May included biking and golfing at a pal’s luxury hotel in Tuscany, before speeches in Berlin and Scotland, the latter providing the chance to play 12 holes at St. Andrews. Now the Obamas are in Indonesia for a nostalgic return to what was briefly his childhood home. But before jetting off on Friday, the former president, that champion of the poor and dispossessed, waded into the health-care debate with a lengthy Facebook post.
It was a trite, tone-deaf, partisan and condescending attack on the Senate Republicans’ health-care proposal. The comments show that the former president, still prickly and defensive, doesn’t understand how flawed ObamaCare really is.
Mr. Obama sold the Affordable Care Act with well-formulated falsehoods. “If you like your plan, you can keep your plan,” he said repeatedly, and “if you like your doctor, you can keep your doctor.” The law would “cover every American and cut the cost of a typical family’s premium by up to $2,500 a year.” It would “bend the cost curve” for health care, he said, without adding “one dime to the deficit.” None of this was true, and Mr. Obama must have known that.

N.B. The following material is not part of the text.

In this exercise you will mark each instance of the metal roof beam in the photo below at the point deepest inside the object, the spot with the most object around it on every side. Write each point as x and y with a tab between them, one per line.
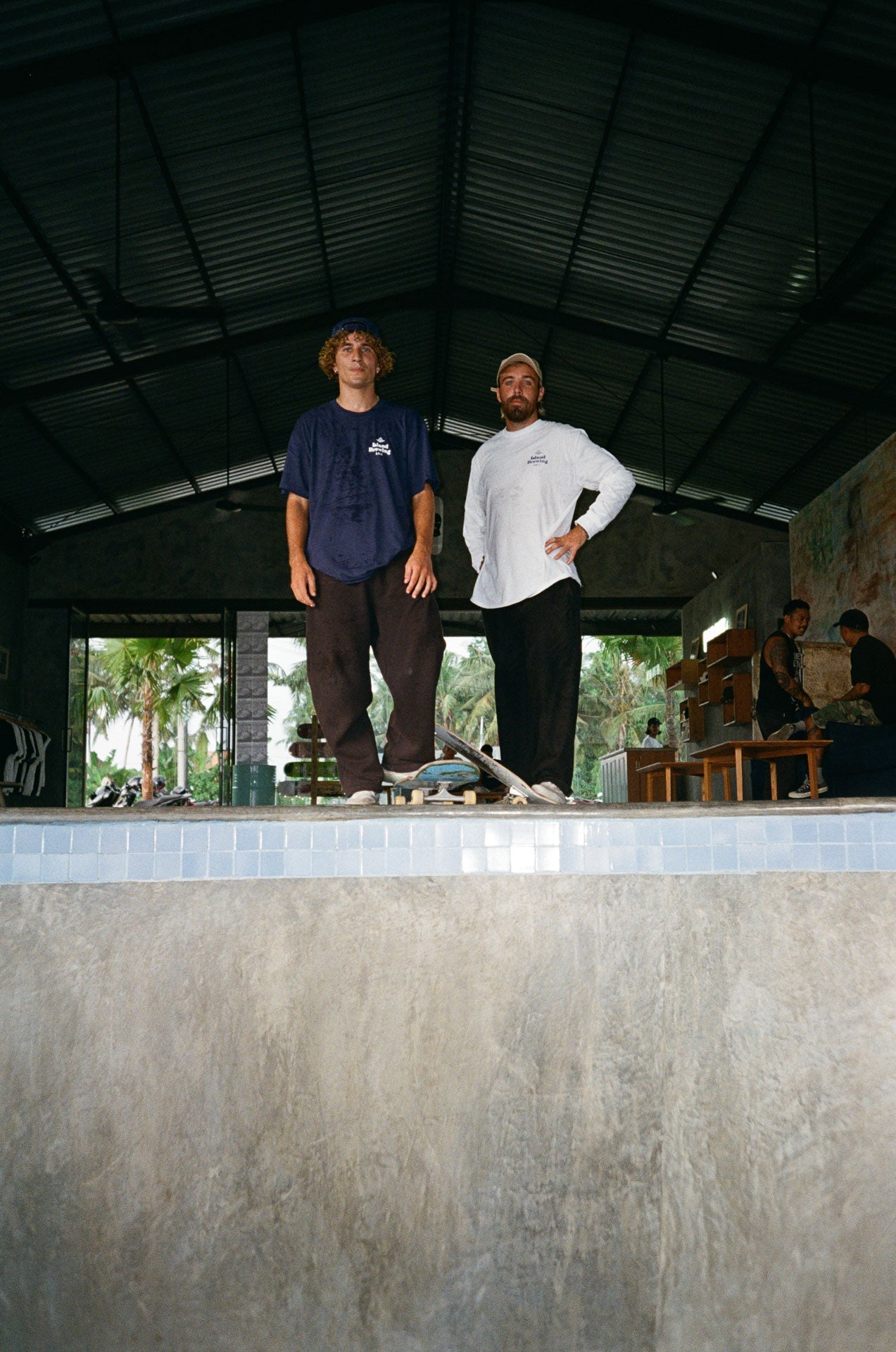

So did he address these failings in his Facebook post? Of course not. The former president changed his talking points for ObamaCare. “Women can’t be charged more for their insurance,” he bragged—but the GOP proposal doesn’t alter that policy. “Young people can stay on their parents’ plan until they turn 26,” he said—but Republicans would leave that in place, too. “Contraceptive care and preventive care are now free,” Mr. Obama added—except taxpayers actually pay for them with levies on, among other things, hospital stays, medical devices and insurance policies. Meanwhile, Mr. Obama shoved his broken promises down the memory hole.
Mr. Obama did repeat the left’s canards that the GOP proposal “would raise costs, reduce coverage, roll back protections, and ruin Medicaid.” He piously added: “That’s not my opinion, but rather the conclusion of all objective analysis,” starting with “the nonpartisan Congressional Budget Office.”
The CBO, however, did not issue its report on the Senate legislation until four days after Mr. Obama posted on Facebook. And when the CBO report did come out, it didn’t back up his indictment. For example, the CBO concluded: “By 2026, average premiums for benchmark plans for single individuals in most of the country under this legislation would be about 20 percent lower than under current law.”
One could scour the CBO’s report in vain for anything to justify saying the bill would “roll back protections” or “ruin Medicaid.” Under the Senate plan, Medicaid outlays would continue to rise, albeit at a slower rate.
Wielding the left’s favorite new club, Mr. Obama also claimed that “23 million Americans would lose insurance” if the GOP bill passes. But how can that be, since only 10 million people get coverage through the ObamaCare exchanges? Further, how many of those people want insurance in the first place? The CBO says that “in 2018, 15 million more people would be uninsured under this legislation than under current law—primarily because the penalty for not having insurance would be eliminated.”